Elder Abuse and Grandparent Caregivers

By Christine A. Fruhauf, Ph.D., Kim Bundy-Fazioli, Ph.D. and Jacque Miller, M.S.

elder abuse

Elder abuse is a topic not openly discussed among grandparents and professionals working with grandparent caregivers - but, it is important and should not be ignored. Elder abuse may not directly impact you, but you may have friends within your support network or you may serve grandparent caregivers that experience abuse from their grandchildren.

Researchers (i.e., Brownell, Berman, Nelson, & Fofana, 2003) discovered that grandparents experience risks associated with raising grandchildren including physical, psychological, and financial harm or abuse. This maybe alarming, but participants in Brownell et al.'s work learned that there are grandchildren who punch, hit, or threw objects at their grandparents as one case worker stated, "I had a 14-year-old boy [on my caseload] who was 6'2" and 180 pounds and he was abusing his grandmother and she would never tell. She kept coming up with excuses that she had these accidents, broken legs, broken arms, broken ribs…" (p. 19). In addition to physical abuse, grandparents also experienced psychological harm and verbal abuse from their grandchildren. For example, grandparents stated that grandchildren often cursed and talked back to them – often resulting in disrespectful behavior. Finally, financial or material abuse of grandparents from grandchildren was found in the form of stealing money or destroying or stealing grandparents' valued personal possessions. A grandmother stated that her grandchild stole "all the money" and she did not have money to pay rent and other bills.

Many grandparents said this aggressive behavior is common. They stated that because of the trauma grandchildren experienced earlier in life, grandparents believe this behavior is how grandchildren cope. Additionally, case managers reflected they witnessed this behavior. However, they experienced this as annoying "normal adolescent behavior" and not always abusive towards grandparents.

Should you or a friend experience harm or abuse from a grandchild, avoid keeping it a secret. Concealing this behavior will only cause harm for the grandparent and the grandchild. The goal is to help grandchildren learn healthier ways for dealing with unresolved trauma. If this behavior is permitted, the grandchild will most likely carry this behavior into other relationship causing further harm to self and others.
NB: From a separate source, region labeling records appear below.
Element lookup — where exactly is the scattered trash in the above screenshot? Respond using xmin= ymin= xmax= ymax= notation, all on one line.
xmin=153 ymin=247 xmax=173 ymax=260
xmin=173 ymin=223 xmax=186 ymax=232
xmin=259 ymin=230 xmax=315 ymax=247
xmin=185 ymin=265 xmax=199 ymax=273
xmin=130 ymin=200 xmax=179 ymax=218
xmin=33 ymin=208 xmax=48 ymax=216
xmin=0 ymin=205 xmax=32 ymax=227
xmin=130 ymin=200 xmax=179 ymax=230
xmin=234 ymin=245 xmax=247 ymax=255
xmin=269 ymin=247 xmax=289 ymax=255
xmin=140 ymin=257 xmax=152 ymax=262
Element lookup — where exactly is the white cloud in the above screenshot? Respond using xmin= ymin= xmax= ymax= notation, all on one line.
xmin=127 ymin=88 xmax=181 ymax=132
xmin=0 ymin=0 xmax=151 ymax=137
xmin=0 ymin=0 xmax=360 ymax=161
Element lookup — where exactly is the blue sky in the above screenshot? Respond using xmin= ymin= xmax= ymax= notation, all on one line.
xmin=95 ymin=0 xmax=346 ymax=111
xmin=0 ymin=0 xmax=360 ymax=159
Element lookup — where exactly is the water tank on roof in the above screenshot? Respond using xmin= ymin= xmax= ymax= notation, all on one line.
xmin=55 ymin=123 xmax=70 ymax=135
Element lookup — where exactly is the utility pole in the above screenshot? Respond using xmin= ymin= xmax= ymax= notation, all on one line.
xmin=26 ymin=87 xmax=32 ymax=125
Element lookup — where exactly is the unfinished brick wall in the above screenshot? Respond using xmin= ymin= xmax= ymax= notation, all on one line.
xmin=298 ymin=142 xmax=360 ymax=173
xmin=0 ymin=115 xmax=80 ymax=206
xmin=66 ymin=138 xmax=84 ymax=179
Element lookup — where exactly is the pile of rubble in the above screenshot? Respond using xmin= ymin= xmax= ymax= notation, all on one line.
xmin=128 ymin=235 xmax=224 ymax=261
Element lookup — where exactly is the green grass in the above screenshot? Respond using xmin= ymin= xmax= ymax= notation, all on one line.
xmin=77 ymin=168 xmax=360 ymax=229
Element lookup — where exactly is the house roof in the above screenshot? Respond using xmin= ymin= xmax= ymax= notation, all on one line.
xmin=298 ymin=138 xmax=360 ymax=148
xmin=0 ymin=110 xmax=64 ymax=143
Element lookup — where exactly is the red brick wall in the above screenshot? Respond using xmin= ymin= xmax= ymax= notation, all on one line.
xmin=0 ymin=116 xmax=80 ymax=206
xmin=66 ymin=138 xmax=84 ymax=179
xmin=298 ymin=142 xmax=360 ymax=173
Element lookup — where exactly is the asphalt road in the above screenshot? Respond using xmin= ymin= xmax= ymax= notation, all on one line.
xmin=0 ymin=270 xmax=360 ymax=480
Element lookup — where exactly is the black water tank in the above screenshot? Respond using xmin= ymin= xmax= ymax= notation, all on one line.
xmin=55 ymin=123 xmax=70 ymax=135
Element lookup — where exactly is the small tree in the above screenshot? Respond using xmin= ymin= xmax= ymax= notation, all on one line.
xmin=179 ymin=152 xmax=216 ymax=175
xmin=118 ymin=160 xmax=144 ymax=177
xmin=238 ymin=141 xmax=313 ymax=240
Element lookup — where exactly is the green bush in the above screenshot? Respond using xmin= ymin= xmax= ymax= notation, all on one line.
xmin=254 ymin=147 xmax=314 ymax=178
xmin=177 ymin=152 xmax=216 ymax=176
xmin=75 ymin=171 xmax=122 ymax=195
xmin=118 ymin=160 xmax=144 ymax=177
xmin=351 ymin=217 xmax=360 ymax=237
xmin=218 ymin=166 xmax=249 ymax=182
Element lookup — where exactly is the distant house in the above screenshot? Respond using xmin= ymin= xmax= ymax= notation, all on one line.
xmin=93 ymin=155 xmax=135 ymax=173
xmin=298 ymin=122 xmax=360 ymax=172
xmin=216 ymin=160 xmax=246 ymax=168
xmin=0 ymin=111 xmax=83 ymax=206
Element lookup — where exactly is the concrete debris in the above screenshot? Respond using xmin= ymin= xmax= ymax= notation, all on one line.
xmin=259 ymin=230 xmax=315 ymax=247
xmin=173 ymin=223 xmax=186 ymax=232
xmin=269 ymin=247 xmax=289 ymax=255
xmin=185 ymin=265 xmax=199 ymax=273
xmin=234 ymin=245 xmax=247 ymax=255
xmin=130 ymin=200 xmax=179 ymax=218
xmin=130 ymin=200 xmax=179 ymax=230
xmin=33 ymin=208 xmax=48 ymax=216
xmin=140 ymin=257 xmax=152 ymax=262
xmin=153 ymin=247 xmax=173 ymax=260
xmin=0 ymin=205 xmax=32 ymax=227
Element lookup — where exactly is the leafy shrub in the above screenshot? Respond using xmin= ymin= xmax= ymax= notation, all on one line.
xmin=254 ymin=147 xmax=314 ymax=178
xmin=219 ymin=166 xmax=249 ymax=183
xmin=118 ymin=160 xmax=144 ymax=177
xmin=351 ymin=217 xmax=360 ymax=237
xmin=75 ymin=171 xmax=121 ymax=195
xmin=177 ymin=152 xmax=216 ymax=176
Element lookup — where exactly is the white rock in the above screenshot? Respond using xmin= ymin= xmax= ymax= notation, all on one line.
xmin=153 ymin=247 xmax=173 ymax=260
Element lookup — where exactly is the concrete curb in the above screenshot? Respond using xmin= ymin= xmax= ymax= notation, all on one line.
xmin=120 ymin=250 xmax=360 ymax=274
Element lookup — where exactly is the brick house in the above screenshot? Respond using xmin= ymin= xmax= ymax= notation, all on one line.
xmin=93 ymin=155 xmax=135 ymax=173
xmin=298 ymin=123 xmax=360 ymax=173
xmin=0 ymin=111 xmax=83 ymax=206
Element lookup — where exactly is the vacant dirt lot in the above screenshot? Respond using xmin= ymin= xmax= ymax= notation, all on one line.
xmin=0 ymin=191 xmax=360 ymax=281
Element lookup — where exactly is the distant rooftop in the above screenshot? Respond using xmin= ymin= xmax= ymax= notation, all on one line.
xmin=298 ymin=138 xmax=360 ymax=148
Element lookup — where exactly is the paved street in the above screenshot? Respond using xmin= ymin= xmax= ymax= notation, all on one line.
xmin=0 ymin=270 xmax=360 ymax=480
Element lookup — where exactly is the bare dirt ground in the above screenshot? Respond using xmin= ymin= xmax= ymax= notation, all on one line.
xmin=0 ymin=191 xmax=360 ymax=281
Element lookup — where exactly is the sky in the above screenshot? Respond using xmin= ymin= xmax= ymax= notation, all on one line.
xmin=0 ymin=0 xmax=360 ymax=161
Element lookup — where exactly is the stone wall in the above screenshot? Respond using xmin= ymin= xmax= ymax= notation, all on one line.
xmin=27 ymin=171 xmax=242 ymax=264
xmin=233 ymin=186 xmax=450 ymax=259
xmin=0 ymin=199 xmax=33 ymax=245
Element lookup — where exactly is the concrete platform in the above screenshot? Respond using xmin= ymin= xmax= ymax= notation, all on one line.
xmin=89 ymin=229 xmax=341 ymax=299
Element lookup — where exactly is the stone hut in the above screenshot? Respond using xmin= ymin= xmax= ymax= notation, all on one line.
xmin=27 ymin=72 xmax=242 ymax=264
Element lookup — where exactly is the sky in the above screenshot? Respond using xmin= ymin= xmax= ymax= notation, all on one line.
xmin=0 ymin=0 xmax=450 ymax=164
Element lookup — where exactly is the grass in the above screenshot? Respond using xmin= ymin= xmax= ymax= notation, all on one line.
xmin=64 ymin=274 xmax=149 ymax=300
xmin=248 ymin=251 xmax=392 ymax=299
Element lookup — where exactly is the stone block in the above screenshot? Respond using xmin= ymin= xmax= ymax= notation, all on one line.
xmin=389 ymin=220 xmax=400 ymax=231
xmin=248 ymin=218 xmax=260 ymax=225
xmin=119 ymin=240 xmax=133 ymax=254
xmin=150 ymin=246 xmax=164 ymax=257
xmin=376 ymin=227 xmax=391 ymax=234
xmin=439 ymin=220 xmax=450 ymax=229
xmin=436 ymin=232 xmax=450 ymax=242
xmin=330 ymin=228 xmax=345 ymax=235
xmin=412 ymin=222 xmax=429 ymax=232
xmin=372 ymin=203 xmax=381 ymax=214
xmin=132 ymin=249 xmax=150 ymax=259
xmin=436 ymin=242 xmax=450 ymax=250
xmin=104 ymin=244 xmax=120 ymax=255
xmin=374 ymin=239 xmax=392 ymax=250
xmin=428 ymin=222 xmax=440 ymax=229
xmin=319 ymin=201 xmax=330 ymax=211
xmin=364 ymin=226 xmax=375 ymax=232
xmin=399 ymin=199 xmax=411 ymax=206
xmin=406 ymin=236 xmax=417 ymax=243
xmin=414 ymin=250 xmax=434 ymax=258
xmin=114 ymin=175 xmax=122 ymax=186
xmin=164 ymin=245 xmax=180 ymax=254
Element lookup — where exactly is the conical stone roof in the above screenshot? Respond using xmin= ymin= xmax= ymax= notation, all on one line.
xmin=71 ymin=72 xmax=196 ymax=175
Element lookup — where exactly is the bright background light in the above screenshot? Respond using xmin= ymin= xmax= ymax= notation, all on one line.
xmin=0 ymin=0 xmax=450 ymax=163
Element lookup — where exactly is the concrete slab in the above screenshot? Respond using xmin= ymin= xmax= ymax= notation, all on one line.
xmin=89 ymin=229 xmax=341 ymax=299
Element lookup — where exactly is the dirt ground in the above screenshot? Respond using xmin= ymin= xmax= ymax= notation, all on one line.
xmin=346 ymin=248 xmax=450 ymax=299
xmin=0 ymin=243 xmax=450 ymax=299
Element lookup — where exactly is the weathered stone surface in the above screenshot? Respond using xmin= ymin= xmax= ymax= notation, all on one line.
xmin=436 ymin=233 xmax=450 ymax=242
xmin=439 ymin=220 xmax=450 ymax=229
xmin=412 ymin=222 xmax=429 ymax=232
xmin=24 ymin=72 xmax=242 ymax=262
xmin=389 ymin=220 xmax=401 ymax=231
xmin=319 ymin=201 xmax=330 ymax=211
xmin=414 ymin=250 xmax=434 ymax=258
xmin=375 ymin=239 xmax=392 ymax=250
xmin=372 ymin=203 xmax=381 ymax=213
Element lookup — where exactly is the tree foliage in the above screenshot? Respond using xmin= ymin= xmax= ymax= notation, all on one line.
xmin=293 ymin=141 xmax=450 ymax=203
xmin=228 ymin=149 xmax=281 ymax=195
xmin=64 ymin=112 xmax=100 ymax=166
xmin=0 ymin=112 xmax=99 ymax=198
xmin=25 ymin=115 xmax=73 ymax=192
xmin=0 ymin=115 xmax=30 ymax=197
There are many professionals willing to help grandparents whose grandchildren engage in destructive behaviors. You do not need to deal with this alone. Seek assistance from counselors, faith-based services, grandparent support group meetings, schools (i.e., teachers and school counselors), and local law enforcement.


Brownell, P., Berman, J., Nelson, A., & Fofana, R. C. (2003). Grandparents raising grandchildren: The risks of caregiving. Journal of Elder Abuse & Neglect, 15(3/4), 5-31.